Another weekend, another set of data points for the stat hounds. There are still some holes here, but last year we were able to get virtually everything for Kotei season, so I’m hopeful that will happen again this year (the pre-Kotei EE-legal tournaments that we don’t have the data for are probably just gone).
You may also see that I’ve squeezed an extra column of data in. I figured it might be more useful than keeping more decimal points in the existing column. The “relative chance of making cut” is intended to give a quick look at where a Clan is relative to the field, regardless of the ups and down of what cut system is used at what times. It can also, therefore, be used to compare the balance of one environment to another. The “average” figure from the bottom of the “relative chance” column would then be a measure of environment balance (note that it is the average of the magnitudes, so -20% and 20% are the same for these purposes) – the higher the number, the greater deviation there is between the Clans.

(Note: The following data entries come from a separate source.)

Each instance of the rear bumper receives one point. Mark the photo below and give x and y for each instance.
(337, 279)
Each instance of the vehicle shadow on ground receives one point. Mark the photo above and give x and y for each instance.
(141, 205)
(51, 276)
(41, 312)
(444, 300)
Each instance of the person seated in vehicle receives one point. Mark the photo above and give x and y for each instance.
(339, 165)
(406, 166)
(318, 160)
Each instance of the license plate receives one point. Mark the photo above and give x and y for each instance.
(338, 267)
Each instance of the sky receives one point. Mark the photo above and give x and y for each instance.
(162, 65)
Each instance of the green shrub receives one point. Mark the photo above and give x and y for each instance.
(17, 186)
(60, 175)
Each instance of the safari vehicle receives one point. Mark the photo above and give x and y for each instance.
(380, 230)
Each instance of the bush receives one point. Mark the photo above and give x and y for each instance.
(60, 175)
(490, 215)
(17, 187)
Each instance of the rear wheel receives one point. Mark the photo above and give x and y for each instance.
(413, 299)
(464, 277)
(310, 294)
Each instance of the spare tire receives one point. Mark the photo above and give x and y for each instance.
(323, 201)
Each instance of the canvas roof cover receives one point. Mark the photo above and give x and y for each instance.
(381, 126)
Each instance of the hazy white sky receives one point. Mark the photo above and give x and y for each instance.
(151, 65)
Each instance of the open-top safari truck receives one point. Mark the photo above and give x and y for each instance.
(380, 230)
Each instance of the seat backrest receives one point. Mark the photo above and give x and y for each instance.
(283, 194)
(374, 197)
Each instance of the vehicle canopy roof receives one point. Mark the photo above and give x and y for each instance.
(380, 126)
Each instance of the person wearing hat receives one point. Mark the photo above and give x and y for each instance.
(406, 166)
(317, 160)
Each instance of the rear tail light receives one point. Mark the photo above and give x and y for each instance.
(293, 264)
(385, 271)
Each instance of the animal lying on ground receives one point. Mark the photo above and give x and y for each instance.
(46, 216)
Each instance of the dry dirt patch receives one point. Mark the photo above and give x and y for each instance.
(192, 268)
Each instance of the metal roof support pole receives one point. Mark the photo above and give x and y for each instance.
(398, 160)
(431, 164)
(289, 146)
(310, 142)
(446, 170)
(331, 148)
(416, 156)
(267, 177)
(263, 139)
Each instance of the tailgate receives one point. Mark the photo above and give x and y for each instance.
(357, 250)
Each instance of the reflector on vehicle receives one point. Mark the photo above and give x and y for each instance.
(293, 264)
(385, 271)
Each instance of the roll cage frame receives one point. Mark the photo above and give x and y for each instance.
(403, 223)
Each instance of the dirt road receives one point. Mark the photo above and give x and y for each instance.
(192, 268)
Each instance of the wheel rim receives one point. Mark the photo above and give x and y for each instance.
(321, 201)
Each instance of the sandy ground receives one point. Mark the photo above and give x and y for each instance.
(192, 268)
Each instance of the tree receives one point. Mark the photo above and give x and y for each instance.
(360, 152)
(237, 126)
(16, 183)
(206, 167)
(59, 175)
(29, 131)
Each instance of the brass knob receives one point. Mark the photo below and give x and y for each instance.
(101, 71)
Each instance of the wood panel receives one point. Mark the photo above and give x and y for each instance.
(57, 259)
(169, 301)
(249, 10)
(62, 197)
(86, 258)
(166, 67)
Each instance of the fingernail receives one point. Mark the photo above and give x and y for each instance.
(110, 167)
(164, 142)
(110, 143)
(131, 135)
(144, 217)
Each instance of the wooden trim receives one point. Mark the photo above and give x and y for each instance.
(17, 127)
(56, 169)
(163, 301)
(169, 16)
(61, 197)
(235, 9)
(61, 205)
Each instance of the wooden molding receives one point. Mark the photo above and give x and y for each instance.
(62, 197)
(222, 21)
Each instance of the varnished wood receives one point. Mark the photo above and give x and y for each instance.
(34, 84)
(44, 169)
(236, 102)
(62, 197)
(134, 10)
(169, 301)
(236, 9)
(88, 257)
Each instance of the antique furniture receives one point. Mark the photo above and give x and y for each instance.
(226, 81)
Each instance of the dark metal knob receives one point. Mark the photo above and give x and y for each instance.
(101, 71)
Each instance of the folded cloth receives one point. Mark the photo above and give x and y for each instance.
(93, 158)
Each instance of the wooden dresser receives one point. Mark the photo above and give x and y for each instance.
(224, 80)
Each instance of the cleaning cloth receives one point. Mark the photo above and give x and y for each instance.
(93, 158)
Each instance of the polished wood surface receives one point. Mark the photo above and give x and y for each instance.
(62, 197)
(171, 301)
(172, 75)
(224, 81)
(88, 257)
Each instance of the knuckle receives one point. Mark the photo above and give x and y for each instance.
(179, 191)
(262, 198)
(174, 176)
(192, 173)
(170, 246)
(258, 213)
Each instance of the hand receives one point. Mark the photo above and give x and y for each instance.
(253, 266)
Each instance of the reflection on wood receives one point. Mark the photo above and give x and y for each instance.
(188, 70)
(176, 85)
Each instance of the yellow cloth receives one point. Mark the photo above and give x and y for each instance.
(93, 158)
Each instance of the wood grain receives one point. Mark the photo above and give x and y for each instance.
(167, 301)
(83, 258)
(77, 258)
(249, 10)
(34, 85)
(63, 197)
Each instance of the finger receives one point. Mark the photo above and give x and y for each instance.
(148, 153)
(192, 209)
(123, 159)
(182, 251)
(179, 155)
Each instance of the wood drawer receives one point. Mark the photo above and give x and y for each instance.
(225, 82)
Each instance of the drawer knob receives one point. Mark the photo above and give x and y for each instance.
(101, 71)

I’m not sure if it’s a very good measure, mind you (it might be better to do things like square the percentages, sum then, then take the square root; or to measure the size of a standard deviation, which would be 6.81% right now), but it’s something at least. Note that it’s especially variable now, at the start of an environment, and its hard to assign any normative value to the numbers without comparison points for other environments – but this way I’ll start getting the numbers up now, and then we can go back and compare later. Also note that an additional possible reduction in value of the figure is that it goes deeper than a typical “feel” of balance might be, and so it might not line up with your (or my) impressions of whether an environment is balanced. In particular, a single really busted deck probably doesn’t move the “average” figure as much ones impressions might feel like it should. I’m open to suggestions of a better way to assign a single number to the concept of “environment balance.”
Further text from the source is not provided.